About 1200 the original fortress Kasteln was built in the middle Schenkenberger valley, a few kilometers away from Schenkenberg Castle. In 1238 the castle is first mentioned in a deed of gift to the residents of the castle who were vassals of the Kyburgs. In 1262 Ruchenstein castle was built on the cliff directly behind the fort for the Knight of Ruchenstein. After the extinction of the Kyburg line in 1264, the castle came under the power of the House of Habsburg. Then in 1301 the Ruchenstein line died out, ten years after they had been given the fort as a gift by the Habsburgs. Both castles were acquired by the lords of Mülinen from Brugg. From here, they ruled over a small area on the southern edge of the Jura.

The castle belonged to the family of Mülinen until 1631 when Johann Ludwig von Erlach bought both castles. The Bernese patrician and general ordered the reconstruction of the castle in 1642 to a representative of manor house. Ruchenstein castle was demolished a year later and served as a building material supplier. Because the builder had no previous expertise, and the client was mostly absent, the conversion proved to be expensive and lasted until 1650. After about a century in the possession of the Erlach family, in 1732 Bern bought the little bailiwick for 90,000 Taler. It was the smallest bailiwick of the Bernese Aargau, consisting of the villages Auenstein, Oberflachs, Schinznach (now Schinznach-Bad and Schinznach-Dorf) and Villnachern.

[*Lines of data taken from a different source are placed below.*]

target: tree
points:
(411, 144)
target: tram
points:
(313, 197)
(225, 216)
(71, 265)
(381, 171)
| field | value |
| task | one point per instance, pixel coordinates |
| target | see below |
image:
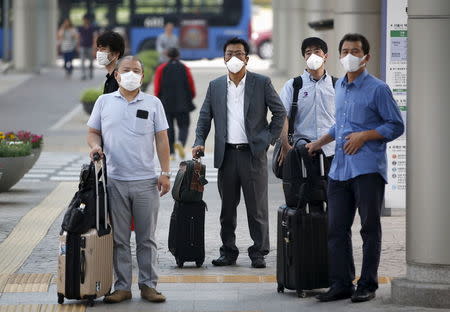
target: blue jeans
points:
(365, 193)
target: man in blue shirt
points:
(367, 117)
(316, 109)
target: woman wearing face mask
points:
(367, 117)
(110, 48)
(68, 38)
(238, 103)
(128, 125)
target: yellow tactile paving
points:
(43, 308)
(16, 248)
(28, 283)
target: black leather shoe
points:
(363, 294)
(223, 261)
(258, 263)
(335, 293)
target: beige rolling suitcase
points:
(85, 260)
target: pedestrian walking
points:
(110, 48)
(238, 103)
(165, 41)
(174, 86)
(88, 34)
(68, 39)
(367, 117)
(126, 125)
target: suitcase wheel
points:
(198, 263)
(301, 294)
(280, 288)
(60, 298)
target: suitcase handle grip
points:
(82, 266)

After the fall of the Ancien Régime and the Act of Mediation in 1803, the bailiwick came into possession of the newly formed canton of Aargau. The castle was sold in 1836 to a private citizen. In 1855 the brothers Frederick and Louis Carnival of Aarau acquired the property and opened a "rescue institution for orphans and neglected pupils" of the Reformed denomination. On 24 August 1907 one of the pupils set the castle and adjacent barn on fire. Both buildings suffered heavy damage and had to be rebuilt. It wasn't until 1909 that the Institute started operations in the manor again.

The Institute received the status of a foundation in 1923 and was converted in 1955 in a boarding school for students with behavioral problems. In 1969 next to the castle they built a second school building, swimming pool and a staff house. The entire castle was extensively renovated in 2009 inside and out and adapted to the current needs of the social education.

==Building==
Kasteln is the only uniform baroque palace built in the Aargau. The current design is mainly due to the modifications under Johann Ludwig von Erlach. At the core is a four-story medieval castle with two-story wings, from 1642–50, to the east and west. The wings were built partly from material from the demolished castle Ruchenstein. The unusually rich interior of the castle in 1907 was lost in the fire.